Solo | BIN - Dewan Pimpinan Nasional (DPN) Sapu Jagad desak Mahkamah Konstitusi (MK) periksa kembali perkara Nomor : 90/PUU-XXI/2023 tentang ketentuan tambahan pengalaman menjabat dari keterpilihan pemilu dalam syarat usia minimal calon presiden/Capres dan calon wakil presiden/cawapres.

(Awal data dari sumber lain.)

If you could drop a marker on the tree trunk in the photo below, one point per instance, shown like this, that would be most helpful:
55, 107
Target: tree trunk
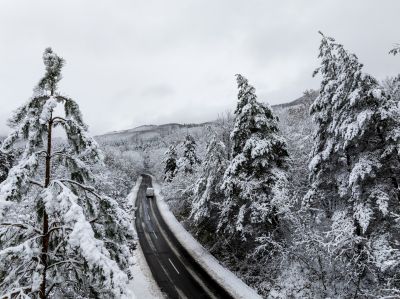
45, 239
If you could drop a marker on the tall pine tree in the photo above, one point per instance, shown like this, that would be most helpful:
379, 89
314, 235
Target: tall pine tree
207, 196
170, 163
355, 167
254, 181
58, 237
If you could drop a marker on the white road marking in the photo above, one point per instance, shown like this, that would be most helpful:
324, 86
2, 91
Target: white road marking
173, 266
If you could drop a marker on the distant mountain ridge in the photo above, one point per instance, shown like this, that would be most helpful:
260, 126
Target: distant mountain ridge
149, 131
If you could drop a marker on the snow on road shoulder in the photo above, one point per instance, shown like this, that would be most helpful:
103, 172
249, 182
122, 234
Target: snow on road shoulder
143, 284
230, 282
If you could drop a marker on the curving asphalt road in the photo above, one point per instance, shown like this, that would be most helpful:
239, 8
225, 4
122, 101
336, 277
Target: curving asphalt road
176, 272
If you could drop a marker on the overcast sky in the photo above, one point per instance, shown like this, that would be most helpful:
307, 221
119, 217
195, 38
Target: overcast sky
151, 62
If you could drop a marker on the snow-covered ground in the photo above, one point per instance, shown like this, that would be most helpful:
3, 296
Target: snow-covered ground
236, 287
143, 284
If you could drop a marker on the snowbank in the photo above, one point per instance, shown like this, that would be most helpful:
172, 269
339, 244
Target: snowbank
143, 284
229, 281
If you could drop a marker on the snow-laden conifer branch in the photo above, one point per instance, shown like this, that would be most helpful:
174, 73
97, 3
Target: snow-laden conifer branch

"Demi menjaga marwah hakim, maka dengan ini kami minta MK segera lakukan pemeriksaan kembali perkara Nomor : 90/PUU-XXI/2023" pernyataan tersebut dengan tegas disampaikan Advokasi Hukum dan HAM DPN Sapu Jagad R.T. Farid Husin R., SH dalam acara peringatan hari pahlawan yang jatuh pada Jum'at, 10 November 2023 di Markas Besar Masjid Sapu Jagad Gemolong Sragen Jawa Tengah.

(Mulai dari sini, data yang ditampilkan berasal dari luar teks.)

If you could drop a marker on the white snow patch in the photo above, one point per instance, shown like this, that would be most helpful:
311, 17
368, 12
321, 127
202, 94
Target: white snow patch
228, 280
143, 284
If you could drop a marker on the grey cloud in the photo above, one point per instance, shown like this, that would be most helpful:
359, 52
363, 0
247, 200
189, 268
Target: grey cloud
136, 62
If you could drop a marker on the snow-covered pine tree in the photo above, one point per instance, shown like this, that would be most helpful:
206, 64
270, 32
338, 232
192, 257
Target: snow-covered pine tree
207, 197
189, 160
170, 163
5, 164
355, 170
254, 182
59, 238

Lebih lanjut Housein panggilan akrab Advokasi Hukum dan HAM DPN Sapu Jagad itu menerangkan "dalam UU No. 48/2009 tentang Kekuasaan Kehakiman pasal 17 ayat (3) telah mengatur prihal seorang hakim wajib mengundurkan diri dari persidangan apabila terikat hubungan keluarga sedarah atau semenda sampai derajat ketiga, atau hubungan suami atau istri meskipun telah bercerai, dengan ketua, salah seorang hakim anggota, jaksa, advokat, atau panitera", terangnya.
Housein juga menjelaskan terdapat potensi conflict of interest atau konflik kepentingan ketika MK memeriksa dan mengadili perkara Nomor : 90/PUU-XXI/2023. “Putusan tersebut mengubah syarat usia capres dan cawapres yang akhirnya membuka kesempatan untuk Wali Kota Solo Gibran Rakabuming Raka untuk maju Pilpres 2024, yangmana juga diketahui bahwa Gibran masih keponakan Usman,” katanya.

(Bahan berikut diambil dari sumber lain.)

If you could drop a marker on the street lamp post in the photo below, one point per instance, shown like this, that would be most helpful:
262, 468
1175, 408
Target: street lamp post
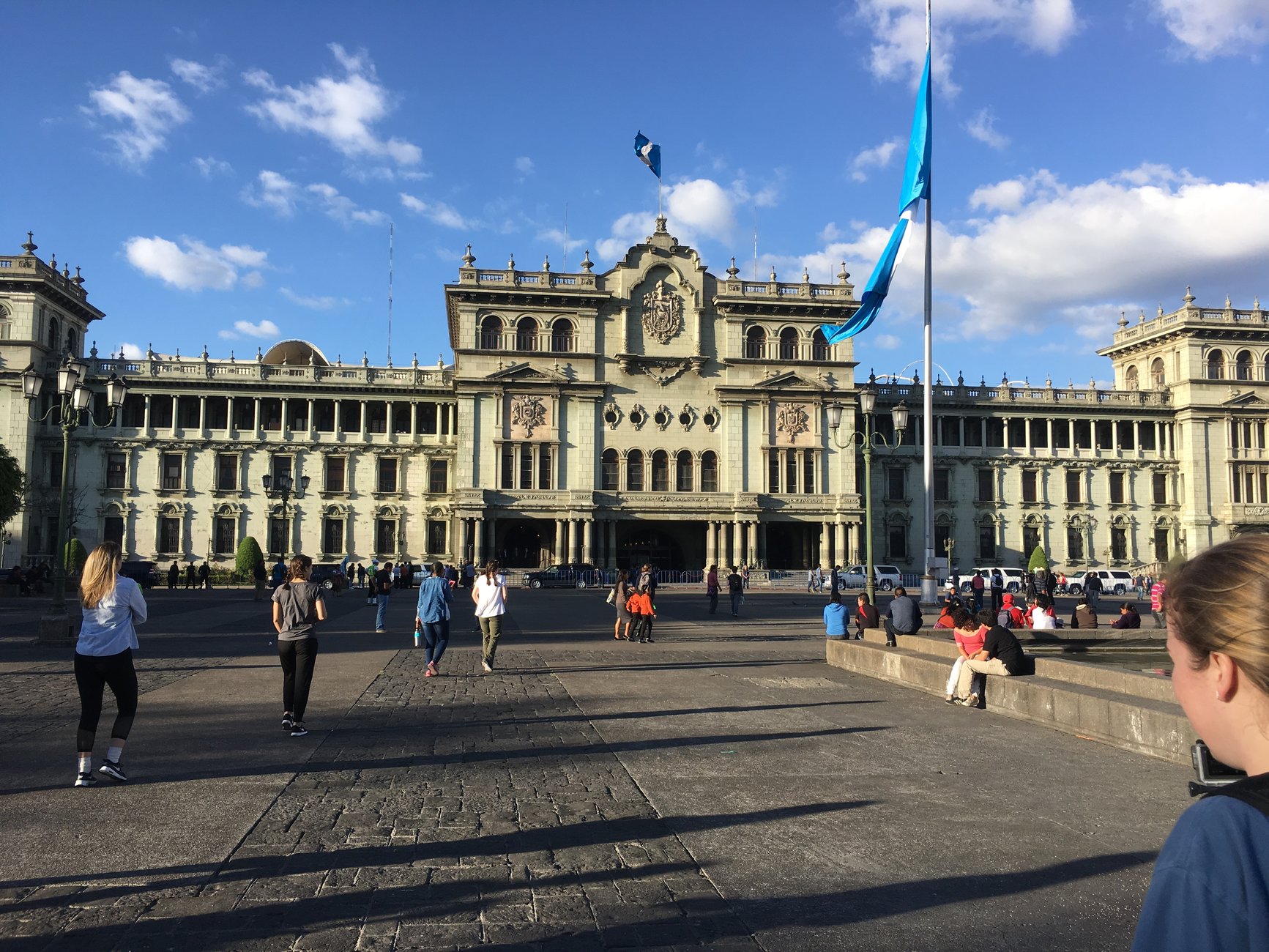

Pernyataan MKMK yang menyatakan bahwa Usman terbukti melakukan pelanggaran berat terhadap kode etik dan perilaku hakim konstitusi sebagaimana tertuang dalam Sapta Karsa Hutama prinsip ketakberpihakan, prinsip integritas, prinsip kecakapan dan kesetaraan, prinsip independensi, dan prinsip kepantasan dan kesopanan maka terbukti Usman melakukan pelanggaran berat terhadap kode etik dalam uji materi perkara Nomor : 90/PUU-XXI/2023 tentang batas usia capres dan cawapres.
Maka tidak heran bilamana Anwar Usman diberhentikan dari jabatan sebagai Ketua Mahkamah Konstitusi (MK) dalam sidang pembacaan putusan etik oleh Majelis Kehormatan Mahkamah Konstitusi (MKMK) pada Selasa (7/11/2023) oleh Ketua MKMK Jimly Asshiddiqie yang dalam amar putusannya “Menjatuhkan sanksi pemberhentian dari jabatan ketua mahkamah konstitusi kepada hakim terlapor"
"Memang majelis kehormatan tidak bisa menjatuhkan sanksi berupa pembatalan putusan MK, akan tetapi MKMK bisa saja memerintahkan MK memeriksa kembali perkara No. 90/PUU-XXI/2023 dengan komposisi hakim konstitusi yang berbeda", pungkas Housein.